En este sentido, el parqué de Poker-Red me ha hecho darme cuenta de cuanto le gusta a la gente seguir los torneos y participar de ellos, incluso aunque no sea de forma directa. Es impresionante la cantidad de gente interesada en comprar participaciones de torneos de tanta y tanta gente, y creo que no es únicamente por la rentabilidad directa que esperan obtener ni por ganas de “hacer el gambler”, sino por compartir el sentimiento de euforia de un buen resultado.
Esto me crea un pequeño conflicto. No soy nada partidario de jugar bancado. Para mi es algo muy violento, ya que la presión es mucho mayor cuando lo que está en riesgo no es mi dinero sino el de otra persona. Creo que no sería capaz de tomar buenas decisiones y jugaría de forma demasiado conservadora. De hecho, es algo que ya he notado cuando he jugado fases finales de grandes eventos en vivo simplemente por el hecho de saber que había tanta gente deseando un buen resultado. Soy consciente de que la varianza de los torneos es extrema y de que la gente que banca a un jugador para un torneo es consciente de lo que funciona el Poker, y lo único que se puede exigir a un jugador bancado es que juegue lo mejor que sepa.
Supongo que no soy lo bastante seguro de mi mismo en este aspecto, pero lo cierto es que me afecta bastante, y la mera idea de jugar así me produce intranquilidad. Es algo en lo que tendré que pensar, porque en realidad es negativo y demuestra que me preocupa demasiado la presión de la gente. Supongo que viene ligado a lo que contaba antes de tener la sensación de “representar” a toda la gente que me anima, me desea suerte y se alegra por mis éxitos.
Haré una entrada en el futuro para hablar más a fondo del Parqué, porque me parece una de las mejoras de Poker-Red más atractivas y la demostración es la increíble aceptación que ha tenido en el poco tiempo que lleva en marcha.
Respecto a que jugar, la verdad es que no estoy seguro. Supongo que por relevancia, debería jugar las WSOP, aunque si voy iré a jugar bastantes eventos en vez de sólo el Main Event.
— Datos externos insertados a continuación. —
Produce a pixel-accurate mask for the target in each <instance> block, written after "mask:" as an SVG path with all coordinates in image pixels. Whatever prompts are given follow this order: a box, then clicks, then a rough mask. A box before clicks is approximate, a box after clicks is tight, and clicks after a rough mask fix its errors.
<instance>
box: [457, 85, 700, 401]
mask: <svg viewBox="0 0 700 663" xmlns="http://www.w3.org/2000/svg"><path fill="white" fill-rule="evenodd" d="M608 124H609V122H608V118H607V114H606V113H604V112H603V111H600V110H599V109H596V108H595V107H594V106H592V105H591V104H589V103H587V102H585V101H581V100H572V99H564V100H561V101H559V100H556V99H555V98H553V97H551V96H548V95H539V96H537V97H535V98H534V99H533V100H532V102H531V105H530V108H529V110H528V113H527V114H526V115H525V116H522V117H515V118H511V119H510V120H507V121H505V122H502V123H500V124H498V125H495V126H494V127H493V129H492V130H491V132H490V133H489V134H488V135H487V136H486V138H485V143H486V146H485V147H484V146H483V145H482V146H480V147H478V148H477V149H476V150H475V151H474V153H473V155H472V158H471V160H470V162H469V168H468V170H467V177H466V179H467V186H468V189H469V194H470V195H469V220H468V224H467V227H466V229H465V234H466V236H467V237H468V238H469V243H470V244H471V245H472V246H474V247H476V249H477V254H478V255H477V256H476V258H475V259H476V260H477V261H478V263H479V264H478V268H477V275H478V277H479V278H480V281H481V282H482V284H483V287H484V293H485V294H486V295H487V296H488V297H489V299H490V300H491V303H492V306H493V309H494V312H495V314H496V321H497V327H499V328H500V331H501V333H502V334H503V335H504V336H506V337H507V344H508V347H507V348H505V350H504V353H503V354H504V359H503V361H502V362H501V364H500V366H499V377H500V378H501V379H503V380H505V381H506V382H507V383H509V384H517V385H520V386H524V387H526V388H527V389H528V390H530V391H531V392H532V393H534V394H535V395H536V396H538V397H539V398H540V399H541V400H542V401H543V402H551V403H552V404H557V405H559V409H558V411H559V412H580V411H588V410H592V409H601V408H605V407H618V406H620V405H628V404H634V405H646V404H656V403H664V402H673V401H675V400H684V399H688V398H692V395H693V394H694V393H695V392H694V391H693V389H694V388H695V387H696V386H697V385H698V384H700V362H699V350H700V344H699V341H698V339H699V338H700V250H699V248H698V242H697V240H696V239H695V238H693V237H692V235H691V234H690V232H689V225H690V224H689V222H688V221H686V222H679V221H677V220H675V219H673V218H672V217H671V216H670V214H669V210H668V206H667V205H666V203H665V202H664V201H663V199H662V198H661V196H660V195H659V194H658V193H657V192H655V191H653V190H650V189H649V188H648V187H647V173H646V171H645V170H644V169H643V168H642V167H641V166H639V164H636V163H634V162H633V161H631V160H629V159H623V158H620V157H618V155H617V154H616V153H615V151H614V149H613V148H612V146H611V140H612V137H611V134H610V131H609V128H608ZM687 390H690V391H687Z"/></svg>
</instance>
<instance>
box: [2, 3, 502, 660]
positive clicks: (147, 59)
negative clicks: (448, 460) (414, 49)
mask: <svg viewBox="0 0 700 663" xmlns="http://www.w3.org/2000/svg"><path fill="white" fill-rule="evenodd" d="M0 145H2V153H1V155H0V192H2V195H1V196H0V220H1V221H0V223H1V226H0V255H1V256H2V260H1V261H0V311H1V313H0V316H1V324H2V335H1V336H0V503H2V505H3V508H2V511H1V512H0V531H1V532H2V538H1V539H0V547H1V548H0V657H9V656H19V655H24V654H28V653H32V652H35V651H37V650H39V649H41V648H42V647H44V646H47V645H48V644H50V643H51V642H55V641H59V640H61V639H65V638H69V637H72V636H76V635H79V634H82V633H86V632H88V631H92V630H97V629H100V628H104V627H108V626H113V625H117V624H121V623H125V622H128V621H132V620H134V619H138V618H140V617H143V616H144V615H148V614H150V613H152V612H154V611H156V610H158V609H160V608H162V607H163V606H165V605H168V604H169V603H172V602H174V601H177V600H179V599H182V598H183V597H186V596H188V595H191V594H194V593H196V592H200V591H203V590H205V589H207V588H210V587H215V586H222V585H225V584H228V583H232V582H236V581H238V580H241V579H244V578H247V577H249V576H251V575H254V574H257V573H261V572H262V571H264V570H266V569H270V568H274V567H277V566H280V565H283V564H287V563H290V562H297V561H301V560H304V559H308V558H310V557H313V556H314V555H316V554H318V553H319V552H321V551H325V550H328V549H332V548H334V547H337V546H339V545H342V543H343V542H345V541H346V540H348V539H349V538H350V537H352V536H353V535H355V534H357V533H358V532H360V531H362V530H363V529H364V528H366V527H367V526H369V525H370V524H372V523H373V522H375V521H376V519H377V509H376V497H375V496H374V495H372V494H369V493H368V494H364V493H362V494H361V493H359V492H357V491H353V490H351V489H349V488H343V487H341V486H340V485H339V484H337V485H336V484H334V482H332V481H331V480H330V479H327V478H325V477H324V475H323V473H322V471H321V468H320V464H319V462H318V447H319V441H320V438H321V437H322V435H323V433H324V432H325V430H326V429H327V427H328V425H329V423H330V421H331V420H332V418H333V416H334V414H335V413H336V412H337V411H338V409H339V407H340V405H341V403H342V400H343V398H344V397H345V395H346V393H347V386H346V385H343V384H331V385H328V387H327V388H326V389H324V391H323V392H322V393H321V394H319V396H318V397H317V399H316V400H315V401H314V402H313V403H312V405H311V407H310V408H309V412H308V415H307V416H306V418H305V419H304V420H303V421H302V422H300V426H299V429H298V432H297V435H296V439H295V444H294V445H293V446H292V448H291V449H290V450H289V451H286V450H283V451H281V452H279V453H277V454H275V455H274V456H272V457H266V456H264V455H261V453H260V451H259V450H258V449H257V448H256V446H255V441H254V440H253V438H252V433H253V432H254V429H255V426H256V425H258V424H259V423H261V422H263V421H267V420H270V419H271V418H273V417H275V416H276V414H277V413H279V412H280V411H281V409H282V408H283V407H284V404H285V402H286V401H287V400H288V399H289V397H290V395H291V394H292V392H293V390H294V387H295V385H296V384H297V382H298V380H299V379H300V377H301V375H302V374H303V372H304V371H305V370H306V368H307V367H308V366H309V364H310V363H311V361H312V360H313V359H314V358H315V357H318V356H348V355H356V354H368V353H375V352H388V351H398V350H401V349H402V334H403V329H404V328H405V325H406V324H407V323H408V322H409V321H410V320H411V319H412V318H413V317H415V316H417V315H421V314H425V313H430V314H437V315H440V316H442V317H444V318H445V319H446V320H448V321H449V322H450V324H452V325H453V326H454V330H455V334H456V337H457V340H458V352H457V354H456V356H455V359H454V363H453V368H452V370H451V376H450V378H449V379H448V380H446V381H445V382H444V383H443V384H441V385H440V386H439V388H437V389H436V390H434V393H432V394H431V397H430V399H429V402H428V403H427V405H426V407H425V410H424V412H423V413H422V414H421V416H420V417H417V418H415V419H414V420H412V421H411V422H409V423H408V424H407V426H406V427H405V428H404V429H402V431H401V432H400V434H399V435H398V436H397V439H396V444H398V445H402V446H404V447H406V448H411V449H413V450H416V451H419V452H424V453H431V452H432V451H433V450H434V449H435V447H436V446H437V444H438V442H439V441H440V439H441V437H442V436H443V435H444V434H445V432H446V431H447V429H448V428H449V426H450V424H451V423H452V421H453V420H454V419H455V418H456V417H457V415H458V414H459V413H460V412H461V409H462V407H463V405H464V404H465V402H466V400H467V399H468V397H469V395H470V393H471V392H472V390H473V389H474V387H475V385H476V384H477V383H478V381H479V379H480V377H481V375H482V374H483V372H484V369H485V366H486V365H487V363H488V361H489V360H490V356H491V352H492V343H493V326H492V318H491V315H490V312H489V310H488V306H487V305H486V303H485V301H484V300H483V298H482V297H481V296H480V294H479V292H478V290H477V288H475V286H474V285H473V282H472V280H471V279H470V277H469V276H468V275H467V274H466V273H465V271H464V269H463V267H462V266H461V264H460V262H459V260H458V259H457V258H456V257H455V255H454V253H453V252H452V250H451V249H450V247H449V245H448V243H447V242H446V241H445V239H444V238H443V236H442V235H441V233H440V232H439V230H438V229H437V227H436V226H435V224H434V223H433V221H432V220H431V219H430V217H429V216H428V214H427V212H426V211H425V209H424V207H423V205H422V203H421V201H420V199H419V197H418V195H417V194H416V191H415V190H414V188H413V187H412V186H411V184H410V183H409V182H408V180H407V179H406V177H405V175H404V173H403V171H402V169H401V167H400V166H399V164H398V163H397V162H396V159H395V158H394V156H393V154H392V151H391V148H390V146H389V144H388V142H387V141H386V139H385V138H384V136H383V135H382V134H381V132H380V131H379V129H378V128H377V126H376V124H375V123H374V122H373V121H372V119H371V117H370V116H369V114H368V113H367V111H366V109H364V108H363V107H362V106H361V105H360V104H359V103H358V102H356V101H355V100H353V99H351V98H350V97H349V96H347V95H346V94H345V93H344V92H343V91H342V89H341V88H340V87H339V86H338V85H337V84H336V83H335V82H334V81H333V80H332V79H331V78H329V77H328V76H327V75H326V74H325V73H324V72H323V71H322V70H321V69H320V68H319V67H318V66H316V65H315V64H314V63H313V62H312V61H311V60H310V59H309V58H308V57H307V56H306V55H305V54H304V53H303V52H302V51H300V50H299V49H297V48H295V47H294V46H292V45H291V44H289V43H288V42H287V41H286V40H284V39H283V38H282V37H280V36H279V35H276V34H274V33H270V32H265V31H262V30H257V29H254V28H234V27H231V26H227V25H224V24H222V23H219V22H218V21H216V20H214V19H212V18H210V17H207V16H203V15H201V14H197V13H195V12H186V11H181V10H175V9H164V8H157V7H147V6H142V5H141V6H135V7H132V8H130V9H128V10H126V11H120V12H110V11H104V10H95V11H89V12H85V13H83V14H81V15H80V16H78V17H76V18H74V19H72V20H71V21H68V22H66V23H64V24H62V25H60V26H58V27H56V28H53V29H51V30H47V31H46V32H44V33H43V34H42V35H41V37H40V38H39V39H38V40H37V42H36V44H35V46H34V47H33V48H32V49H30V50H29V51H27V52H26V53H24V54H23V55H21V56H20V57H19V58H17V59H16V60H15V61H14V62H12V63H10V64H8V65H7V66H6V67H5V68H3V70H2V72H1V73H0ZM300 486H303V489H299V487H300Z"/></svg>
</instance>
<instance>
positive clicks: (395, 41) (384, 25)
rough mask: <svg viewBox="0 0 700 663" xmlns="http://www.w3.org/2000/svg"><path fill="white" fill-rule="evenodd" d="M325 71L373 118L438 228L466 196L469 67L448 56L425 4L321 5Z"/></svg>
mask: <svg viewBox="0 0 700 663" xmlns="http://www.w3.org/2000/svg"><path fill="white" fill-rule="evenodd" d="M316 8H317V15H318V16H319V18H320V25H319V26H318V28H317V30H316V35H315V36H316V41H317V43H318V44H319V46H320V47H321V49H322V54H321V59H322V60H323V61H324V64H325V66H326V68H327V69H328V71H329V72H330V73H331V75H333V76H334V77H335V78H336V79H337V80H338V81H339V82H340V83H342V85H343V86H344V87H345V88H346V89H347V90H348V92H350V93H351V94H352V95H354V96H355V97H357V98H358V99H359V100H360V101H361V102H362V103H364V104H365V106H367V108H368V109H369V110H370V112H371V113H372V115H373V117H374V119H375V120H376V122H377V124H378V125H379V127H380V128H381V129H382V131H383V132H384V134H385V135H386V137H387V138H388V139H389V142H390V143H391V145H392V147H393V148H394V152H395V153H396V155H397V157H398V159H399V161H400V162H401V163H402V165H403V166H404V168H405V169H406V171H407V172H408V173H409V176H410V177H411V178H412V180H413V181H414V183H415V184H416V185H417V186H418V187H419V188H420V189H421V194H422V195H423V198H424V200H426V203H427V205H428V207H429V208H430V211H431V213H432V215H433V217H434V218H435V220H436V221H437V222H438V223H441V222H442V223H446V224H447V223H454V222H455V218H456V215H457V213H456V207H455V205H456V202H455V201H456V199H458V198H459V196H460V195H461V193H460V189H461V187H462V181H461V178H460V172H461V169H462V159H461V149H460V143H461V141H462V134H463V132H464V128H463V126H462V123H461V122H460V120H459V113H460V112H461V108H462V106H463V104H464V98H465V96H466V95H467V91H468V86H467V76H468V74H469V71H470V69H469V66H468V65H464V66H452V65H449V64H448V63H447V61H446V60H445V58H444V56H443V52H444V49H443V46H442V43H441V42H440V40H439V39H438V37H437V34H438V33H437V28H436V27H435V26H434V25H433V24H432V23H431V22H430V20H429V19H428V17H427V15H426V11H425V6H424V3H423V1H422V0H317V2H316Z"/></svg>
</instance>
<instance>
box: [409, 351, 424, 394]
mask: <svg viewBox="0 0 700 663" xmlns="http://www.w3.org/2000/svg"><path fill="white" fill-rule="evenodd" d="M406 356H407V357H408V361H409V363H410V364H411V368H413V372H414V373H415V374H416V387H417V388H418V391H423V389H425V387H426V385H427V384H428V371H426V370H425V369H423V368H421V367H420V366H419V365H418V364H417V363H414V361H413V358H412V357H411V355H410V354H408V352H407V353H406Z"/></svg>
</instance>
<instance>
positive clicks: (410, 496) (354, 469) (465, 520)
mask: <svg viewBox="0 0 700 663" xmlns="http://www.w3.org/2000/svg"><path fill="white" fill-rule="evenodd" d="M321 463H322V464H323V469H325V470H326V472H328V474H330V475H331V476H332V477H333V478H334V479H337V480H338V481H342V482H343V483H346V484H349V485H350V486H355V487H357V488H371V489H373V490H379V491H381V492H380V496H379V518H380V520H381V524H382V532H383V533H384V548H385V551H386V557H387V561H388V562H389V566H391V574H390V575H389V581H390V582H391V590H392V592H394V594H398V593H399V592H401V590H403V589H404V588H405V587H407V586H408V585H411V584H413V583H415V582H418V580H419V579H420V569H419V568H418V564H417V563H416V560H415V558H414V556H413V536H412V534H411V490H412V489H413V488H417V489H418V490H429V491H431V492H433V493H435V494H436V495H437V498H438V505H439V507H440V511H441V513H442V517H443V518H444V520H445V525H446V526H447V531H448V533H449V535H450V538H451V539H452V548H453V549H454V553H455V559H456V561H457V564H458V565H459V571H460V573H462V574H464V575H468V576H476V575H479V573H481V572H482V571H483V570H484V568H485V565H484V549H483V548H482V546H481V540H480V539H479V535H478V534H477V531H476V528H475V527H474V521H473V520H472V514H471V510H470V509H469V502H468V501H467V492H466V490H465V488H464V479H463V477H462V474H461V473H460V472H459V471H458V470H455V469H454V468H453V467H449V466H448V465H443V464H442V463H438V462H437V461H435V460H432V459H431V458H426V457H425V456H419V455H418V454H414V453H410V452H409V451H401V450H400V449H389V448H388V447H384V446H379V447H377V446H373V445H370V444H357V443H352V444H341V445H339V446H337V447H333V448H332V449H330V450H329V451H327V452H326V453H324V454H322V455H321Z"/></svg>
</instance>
Tiene más sentido aprovechar el viaje, que es el coste más grande a nivel personal, y jugar torneos europeos, tanto como el calendario y mis fuerzas me permitan (no tengo la edad de Alex4ever!). Supongo que también dependerá de si encuentro un patrocinador y de los intereses que este tenga.
No puedo negar que los torneos tienen un atractivo intelectual cuando la estructura es buena. Como modalidad, son la más interesante porque combinan la complejidad del cash en algunas fases del torneo, con el encanto del juego multistack permanentemente incrustado en el propio torneo, y todo el interés del bubble factor. Hay que jugar tan diferente cada fase del torneo que es fácil ver (o cometer!) errores graves si no se piensa detenidamente en la situación en cada mano. Esto es otro atractivo que hace que si el calendario me lo permite este año sea un año de jugar eventos.